Kendisi büyüdükçe koleksiyonu da büyümüş. Daha sonra tıbba merakı artmış ve tıp tarihine gönlünü kaptıran bir diş hekimi olmuş; ancak pullarını yalnız bırakmamış. Çok sayıda ödül almış, pul kitapları yayınlamış. Bu arada kendisini sürekli yenilemiş, geliştirmiş ve okumaktan hala usanmamış. Ahmet Bey, söyleşimizde pulculuk serüvenini ve başarılarını anlatıyor ve ülkemizin sorunlarından biri olan ‘değer’ konusundan da yakınıyor. Ahmet Doğan Ataman’ın ilginç hikâyesini söyleşimiz anlatsın.
Nordkapp, Norveç – Kuzey Kutup Dairesi
Doğan Bey, öncelikle sizi tanıyabilir miyiz?
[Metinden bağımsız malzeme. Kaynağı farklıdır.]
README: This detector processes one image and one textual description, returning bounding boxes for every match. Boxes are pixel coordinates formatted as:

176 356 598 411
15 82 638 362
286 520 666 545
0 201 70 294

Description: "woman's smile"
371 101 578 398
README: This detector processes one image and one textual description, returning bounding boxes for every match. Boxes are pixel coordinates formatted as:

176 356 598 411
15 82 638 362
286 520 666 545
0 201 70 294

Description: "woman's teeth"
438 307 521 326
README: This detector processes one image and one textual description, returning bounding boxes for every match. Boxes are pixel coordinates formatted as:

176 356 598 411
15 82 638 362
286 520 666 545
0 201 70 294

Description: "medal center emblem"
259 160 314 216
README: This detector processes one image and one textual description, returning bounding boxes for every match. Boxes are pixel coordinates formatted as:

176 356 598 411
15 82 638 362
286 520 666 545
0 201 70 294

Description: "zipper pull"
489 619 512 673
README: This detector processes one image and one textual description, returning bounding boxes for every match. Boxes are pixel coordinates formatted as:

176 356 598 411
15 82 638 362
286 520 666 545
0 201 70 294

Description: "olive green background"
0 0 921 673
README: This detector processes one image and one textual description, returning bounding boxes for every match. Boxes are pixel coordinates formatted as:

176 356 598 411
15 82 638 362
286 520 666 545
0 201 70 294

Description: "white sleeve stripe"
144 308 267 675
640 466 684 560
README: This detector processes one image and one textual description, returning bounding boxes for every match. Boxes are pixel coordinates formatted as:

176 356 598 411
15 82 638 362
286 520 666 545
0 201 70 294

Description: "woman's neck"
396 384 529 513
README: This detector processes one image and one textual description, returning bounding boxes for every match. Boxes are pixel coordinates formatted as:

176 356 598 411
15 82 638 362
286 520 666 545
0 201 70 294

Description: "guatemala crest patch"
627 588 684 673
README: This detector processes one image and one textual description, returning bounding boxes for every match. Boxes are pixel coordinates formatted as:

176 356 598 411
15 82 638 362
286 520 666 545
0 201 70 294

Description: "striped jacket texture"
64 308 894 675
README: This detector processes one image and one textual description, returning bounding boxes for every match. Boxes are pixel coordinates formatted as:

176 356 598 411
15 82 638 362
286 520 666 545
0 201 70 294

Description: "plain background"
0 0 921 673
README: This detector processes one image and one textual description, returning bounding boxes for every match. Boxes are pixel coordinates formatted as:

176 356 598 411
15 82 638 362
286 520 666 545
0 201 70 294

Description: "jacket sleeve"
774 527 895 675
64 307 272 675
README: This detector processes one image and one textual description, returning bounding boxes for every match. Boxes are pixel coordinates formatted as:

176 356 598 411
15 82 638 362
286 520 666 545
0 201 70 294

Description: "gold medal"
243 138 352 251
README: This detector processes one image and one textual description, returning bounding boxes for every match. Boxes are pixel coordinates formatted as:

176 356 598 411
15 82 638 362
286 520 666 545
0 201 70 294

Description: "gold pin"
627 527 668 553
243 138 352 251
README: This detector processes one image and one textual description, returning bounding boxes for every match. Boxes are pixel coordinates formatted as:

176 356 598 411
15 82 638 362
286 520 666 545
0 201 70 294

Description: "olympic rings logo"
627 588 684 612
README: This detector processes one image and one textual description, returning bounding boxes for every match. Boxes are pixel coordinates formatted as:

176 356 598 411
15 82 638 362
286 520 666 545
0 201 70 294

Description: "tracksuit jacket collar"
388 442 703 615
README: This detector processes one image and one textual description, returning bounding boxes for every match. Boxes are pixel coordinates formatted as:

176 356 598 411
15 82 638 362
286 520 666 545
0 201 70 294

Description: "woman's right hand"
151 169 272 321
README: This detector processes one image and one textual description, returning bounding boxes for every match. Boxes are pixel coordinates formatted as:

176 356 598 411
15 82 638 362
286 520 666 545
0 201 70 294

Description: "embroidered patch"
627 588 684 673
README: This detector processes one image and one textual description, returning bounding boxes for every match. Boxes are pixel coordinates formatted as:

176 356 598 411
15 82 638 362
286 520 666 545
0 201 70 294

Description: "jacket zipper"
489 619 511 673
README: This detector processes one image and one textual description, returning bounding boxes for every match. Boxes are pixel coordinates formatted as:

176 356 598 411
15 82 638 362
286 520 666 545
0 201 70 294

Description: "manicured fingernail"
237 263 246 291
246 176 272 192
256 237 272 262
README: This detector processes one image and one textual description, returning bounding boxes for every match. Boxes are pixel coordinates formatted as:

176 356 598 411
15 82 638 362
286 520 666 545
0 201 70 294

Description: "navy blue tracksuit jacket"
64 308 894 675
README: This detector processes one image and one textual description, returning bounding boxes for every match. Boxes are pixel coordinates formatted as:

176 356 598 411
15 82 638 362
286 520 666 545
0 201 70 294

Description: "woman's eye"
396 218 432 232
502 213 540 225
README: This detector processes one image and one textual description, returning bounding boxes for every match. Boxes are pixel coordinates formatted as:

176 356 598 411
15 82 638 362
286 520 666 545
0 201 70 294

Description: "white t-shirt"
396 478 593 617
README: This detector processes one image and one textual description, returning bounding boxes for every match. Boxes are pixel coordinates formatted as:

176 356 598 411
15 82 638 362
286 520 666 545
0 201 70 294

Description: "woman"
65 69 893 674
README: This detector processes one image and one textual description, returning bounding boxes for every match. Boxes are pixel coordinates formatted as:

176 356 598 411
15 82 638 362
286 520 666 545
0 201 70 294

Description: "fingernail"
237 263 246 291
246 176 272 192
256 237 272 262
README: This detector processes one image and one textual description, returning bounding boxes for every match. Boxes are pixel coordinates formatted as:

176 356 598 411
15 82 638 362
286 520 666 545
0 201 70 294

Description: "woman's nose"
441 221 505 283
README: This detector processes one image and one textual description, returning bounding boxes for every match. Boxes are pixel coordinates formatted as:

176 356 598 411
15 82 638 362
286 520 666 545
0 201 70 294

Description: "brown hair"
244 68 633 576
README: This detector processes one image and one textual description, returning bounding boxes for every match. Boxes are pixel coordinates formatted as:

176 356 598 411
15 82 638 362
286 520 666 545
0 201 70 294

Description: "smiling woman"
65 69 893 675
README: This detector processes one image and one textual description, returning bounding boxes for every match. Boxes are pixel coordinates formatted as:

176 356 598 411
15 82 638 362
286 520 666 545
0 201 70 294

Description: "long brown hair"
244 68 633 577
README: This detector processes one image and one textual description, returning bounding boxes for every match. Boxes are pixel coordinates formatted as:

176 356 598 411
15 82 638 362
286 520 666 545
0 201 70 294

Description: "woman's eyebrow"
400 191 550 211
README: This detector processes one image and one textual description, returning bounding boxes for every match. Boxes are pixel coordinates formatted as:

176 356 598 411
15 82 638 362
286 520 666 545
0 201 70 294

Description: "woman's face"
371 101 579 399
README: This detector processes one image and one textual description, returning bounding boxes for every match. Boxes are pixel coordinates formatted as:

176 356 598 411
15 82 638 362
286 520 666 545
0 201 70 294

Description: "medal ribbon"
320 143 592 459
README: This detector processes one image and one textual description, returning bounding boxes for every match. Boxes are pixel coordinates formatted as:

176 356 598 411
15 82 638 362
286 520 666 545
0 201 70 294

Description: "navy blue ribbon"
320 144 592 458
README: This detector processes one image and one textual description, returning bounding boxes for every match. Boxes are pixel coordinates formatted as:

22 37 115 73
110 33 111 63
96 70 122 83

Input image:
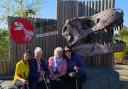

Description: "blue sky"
40 0 128 27
0 0 128 27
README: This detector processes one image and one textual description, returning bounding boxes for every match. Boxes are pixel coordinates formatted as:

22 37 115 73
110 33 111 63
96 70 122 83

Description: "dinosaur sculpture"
62 9 126 56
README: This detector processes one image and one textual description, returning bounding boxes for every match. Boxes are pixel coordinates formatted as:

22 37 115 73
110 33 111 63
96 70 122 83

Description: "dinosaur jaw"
73 41 126 56
62 9 123 46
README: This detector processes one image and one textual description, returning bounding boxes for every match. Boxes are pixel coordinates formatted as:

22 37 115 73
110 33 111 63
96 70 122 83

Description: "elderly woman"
48 47 67 89
13 50 31 89
64 46 86 89
29 47 49 89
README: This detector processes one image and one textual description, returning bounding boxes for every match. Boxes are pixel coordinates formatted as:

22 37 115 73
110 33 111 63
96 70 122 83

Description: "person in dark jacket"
29 47 49 89
64 46 86 89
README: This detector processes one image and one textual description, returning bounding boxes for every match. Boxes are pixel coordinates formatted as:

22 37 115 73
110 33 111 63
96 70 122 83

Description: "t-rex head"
62 9 126 56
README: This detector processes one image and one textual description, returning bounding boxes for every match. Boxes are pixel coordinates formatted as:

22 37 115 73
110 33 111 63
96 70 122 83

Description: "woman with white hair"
29 47 49 89
48 47 67 89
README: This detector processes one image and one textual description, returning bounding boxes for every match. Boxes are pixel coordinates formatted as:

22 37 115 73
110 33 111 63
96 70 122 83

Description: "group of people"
13 46 86 89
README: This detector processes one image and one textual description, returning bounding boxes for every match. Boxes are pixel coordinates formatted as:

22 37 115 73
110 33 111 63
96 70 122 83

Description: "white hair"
34 47 42 54
54 47 63 56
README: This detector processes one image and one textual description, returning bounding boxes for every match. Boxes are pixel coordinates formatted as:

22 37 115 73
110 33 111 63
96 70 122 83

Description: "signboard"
10 18 34 44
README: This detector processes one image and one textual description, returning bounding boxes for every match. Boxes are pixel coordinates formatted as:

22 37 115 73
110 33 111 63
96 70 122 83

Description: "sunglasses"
65 50 71 53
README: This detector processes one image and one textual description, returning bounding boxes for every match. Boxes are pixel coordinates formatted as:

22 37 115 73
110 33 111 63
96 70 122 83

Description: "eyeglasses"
65 50 71 53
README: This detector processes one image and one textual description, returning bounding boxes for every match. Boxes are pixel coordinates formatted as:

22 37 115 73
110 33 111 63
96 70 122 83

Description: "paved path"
114 65 128 89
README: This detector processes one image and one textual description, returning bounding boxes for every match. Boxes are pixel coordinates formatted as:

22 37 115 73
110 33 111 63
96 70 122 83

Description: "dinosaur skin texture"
62 9 126 56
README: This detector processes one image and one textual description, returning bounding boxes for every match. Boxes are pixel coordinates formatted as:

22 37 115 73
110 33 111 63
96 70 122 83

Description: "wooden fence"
0 0 115 75
57 0 115 69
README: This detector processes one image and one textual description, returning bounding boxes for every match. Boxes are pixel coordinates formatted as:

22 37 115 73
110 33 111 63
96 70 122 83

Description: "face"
24 53 31 61
35 52 42 60
64 48 71 57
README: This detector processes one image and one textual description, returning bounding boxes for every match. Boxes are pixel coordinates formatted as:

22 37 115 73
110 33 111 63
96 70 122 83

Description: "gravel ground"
0 68 119 89
114 65 128 89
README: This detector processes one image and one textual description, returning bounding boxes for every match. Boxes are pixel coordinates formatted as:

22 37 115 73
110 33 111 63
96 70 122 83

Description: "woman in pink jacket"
48 47 67 89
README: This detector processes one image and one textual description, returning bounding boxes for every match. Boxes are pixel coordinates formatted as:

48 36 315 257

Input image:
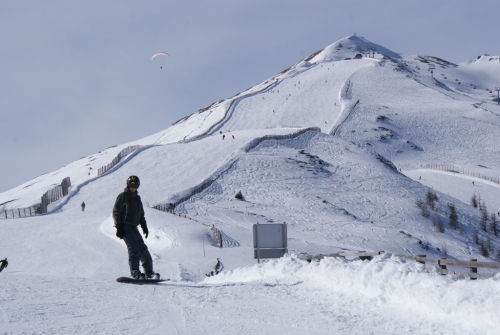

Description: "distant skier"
113 176 160 279
214 258 224 275
0 258 9 272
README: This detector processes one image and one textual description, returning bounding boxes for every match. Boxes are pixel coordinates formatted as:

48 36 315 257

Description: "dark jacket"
113 188 146 227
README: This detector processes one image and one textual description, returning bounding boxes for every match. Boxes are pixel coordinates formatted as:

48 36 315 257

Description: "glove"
116 225 124 239
141 224 149 238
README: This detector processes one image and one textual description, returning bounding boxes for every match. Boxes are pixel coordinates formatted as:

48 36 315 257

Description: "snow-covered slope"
0 36 500 334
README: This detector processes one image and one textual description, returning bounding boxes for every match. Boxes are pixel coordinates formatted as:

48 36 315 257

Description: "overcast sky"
0 0 500 192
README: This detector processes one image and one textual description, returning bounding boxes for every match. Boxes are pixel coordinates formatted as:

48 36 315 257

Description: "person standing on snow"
0 258 9 272
113 176 160 279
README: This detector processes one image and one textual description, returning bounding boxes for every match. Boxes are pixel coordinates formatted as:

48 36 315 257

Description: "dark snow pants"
123 224 153 273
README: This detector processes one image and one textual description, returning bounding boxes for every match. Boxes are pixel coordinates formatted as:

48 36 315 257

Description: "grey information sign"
253 223 288 263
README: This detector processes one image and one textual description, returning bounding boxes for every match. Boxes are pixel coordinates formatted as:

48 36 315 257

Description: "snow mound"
205 254 500 334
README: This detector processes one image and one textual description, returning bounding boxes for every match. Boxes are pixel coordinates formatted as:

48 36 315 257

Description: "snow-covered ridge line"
185 80 279 143
158 127 321 214
45 145 154 214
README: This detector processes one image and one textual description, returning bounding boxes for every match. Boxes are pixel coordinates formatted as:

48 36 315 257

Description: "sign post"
253 223 288 263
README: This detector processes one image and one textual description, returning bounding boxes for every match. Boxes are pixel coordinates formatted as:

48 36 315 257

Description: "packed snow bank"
205 254 500 334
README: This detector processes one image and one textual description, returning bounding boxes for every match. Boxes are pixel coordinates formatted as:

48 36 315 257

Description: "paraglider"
151 52 170 60
151 51 170 69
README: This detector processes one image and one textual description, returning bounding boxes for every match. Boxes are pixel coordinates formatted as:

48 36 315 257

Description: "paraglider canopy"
151 52 170 60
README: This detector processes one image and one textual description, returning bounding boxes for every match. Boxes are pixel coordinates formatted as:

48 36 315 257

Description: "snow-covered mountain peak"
307 34 401 63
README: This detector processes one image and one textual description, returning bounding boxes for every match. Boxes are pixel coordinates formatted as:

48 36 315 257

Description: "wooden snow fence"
301 251 500 280
210 225 222 248
0 177 71 219
153 205 223 248
425 164 500 184
97 145 142 176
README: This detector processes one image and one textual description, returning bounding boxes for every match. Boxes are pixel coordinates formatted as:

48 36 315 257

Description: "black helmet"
127 176 141 188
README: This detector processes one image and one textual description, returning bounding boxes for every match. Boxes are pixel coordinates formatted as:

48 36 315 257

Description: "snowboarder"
113 176 160 279
205 258 224 277
0 258 9 272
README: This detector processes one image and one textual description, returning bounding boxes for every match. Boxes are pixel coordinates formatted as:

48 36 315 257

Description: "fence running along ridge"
210 225 222 248
0 204 42 219
301 251 500 280
0 177 71 219
153 127 321 214
97 145 142 176
153 205 223 248
425 164 500 184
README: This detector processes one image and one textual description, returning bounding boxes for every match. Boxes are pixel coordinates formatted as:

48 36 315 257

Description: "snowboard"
116 277 170 284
1960’da İstanbul’da doğdum. İlkokulu Şişli 19 Mayıs İlkokulu’nda, ortaokul ve liseyi Özel Sankt Georg Avusturya Erkek Lisesi’nde tamamladım. 1982–1990 yılları arasında Avusturya Viyana Üniversitesi Tıp Fakültesi’nde eğitim gördükten sonra, 2000 yılında Marmara Üniversitesi Diş Hekimliği Fakültesi’nden mezun oldum. Tıp tarihine gönül vermiş biri olarak İstanbul Üniversitesi Cerrahpaşa Tıp Fakültesi Deontoloji ve Tıp Tarihi Bölümü’ne devam ettim. İki seneden beri felsefe eğitimimi sürdürüyorum.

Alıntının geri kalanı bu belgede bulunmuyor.